Cours de mythologie 1ère année-Leçon 7

Orphée, la fin
ou
Je chante, je chante soir et matin,  / Je chante sur mon chemin…

– Ô Muses, raconterai-je ici comment Orphée tenta de ramener au jour sa défunte épouse, comment il parvint à séduire les riverains du Styx pour parvenir jusqu’à sa belle et comment il convainquit Hadès de la laisser partir ? Dirai-je l’hypocrite condition imposée par Hadès et l’impatience coupable d’Orphée qui tuèrent Eurydice une seconde fois ? Chanterai-je l’immensité du chagrin d’Orphée, errant parmi les plaines herbeuses et psalmodiant sa peine aux belles cavales qui les broutent ?

Bon, écoute, le Poète, là, tout de suite, on n’a pas le temps ! Et puis, on la connaît déjà par cœur ton histoire. Tu l’as même publiée ici même, il n’y a pas si longtemps. Alors, maintenant, ça va comme ça !

– Vous êtes sûres ?

Certaines !

– Bon, d’accord ! Mais est-ce que je vous ai raconté la suite ? Laissez-moi au moins vous raconter la suite ! Vous verrez, c’est très beau et pas très long.

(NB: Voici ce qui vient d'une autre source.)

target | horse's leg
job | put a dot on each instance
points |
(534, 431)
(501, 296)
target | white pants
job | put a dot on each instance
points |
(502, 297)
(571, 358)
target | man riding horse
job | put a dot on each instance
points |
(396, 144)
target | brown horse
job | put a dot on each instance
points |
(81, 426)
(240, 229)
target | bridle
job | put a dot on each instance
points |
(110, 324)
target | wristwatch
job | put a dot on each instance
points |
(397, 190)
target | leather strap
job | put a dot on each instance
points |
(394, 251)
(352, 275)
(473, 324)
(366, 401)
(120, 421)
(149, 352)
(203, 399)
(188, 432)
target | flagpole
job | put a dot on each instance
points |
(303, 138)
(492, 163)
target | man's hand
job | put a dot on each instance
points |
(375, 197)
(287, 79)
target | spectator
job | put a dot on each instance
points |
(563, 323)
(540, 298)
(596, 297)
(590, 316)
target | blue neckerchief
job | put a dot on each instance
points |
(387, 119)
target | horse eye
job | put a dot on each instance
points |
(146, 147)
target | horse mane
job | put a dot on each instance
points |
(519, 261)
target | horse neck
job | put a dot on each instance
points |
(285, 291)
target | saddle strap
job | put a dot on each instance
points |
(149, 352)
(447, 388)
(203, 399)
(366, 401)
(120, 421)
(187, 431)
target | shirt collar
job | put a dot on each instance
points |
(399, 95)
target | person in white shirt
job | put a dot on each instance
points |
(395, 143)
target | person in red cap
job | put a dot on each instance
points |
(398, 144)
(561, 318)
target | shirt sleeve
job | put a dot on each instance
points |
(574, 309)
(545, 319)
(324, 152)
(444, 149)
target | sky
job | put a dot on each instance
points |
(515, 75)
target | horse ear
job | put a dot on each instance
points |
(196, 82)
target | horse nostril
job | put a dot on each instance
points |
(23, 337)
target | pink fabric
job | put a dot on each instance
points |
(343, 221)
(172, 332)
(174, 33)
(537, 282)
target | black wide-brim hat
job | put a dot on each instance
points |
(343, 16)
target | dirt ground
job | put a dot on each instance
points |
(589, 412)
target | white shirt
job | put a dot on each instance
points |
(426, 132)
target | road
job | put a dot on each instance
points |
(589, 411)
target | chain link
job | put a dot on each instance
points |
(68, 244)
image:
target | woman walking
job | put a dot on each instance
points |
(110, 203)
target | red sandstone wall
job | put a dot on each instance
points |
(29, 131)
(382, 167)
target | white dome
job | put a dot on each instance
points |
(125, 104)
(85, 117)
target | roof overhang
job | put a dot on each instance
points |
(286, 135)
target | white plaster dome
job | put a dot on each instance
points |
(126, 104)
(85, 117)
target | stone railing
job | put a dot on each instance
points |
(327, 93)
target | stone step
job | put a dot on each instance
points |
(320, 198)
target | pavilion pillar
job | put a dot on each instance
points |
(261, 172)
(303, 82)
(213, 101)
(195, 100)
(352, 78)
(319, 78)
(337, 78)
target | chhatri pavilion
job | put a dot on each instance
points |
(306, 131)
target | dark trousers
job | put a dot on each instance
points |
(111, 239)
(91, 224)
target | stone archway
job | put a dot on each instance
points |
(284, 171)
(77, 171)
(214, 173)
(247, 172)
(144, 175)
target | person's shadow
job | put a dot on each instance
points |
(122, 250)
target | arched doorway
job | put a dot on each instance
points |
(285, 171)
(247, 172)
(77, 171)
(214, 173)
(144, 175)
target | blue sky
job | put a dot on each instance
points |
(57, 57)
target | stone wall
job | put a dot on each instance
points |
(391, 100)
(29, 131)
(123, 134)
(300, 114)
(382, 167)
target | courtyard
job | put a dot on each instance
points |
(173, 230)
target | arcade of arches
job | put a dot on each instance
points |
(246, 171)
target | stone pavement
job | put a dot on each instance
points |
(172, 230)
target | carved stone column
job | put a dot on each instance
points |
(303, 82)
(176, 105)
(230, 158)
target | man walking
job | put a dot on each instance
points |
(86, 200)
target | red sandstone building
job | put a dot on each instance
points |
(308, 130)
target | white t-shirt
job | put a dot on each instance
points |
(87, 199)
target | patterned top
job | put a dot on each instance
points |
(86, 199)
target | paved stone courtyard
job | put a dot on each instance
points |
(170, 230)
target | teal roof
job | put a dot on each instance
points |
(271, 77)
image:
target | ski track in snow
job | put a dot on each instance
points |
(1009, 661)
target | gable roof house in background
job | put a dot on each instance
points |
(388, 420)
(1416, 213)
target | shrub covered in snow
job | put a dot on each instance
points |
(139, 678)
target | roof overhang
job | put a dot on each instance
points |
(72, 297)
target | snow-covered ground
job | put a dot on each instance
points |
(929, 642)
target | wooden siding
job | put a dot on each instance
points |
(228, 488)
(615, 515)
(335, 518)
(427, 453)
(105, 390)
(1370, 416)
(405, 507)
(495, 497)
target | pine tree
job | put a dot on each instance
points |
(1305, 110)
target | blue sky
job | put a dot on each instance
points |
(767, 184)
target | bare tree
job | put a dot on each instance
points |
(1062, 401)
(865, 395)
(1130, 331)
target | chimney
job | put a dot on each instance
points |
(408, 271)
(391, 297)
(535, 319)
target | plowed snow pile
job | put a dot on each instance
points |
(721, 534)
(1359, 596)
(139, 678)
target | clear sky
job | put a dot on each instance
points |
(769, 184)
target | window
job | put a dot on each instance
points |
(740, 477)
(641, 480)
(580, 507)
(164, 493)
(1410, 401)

S’il vous plaît…

Si ça peut te faire plaisir ! Mais parle dans cette belle langue concise du pays des Lacédémoniens, la Laconie.

– Ouais…! Super ! Eh bien, voilà : Eurydice est définitivement défunte et Orphée momentanément triste. Il se console en trouvant une place de prêtre dans un temple d’Apollon en Macédoine. De sa voix sublime, accompagné de sa lyre merveilleuse, il chante les louanges du dieu des Arts qui lui fournit le gîte et le couvert. Dionysos, dieu de la vigne et de la folie, en est jaloux. Il ordonne aux Ménades, ces femmes déchaînées qui le suivent toujours en cortège, de le venger. Orphée et les maris des Ménades se rassemblent dans le temple d’Apollon pour y prier. Les furies y pénètrent. Elles tuent tous leurs maris et mettent Orphée en pièces. Elles jettent sa tête dans le fleuve. Mais la tête flotte et continue à chanter jusqu’à Lesbos. Recueillie par les Muses, on l’installe dans une caverne où elle chante des oracles sans discontinuer. Cela agace Apollon qui se met debout sur la tête d’Orphée et lui dit :  » Cesse donc de te mêler de mes affaires, il y a trop longtemps que je te supporte, toi et tes chants !  »
Vexée, la tête se tut.
Et moi aussi.

Ça va ? C’était suffisamment laconique ?

NDLR. Cette histoire, absolument véridique, est rapportée par Robert Graves dans son énorme ouvrage, « Les Mythes Grecs » ‘1125 pages, Le Livre de Poche)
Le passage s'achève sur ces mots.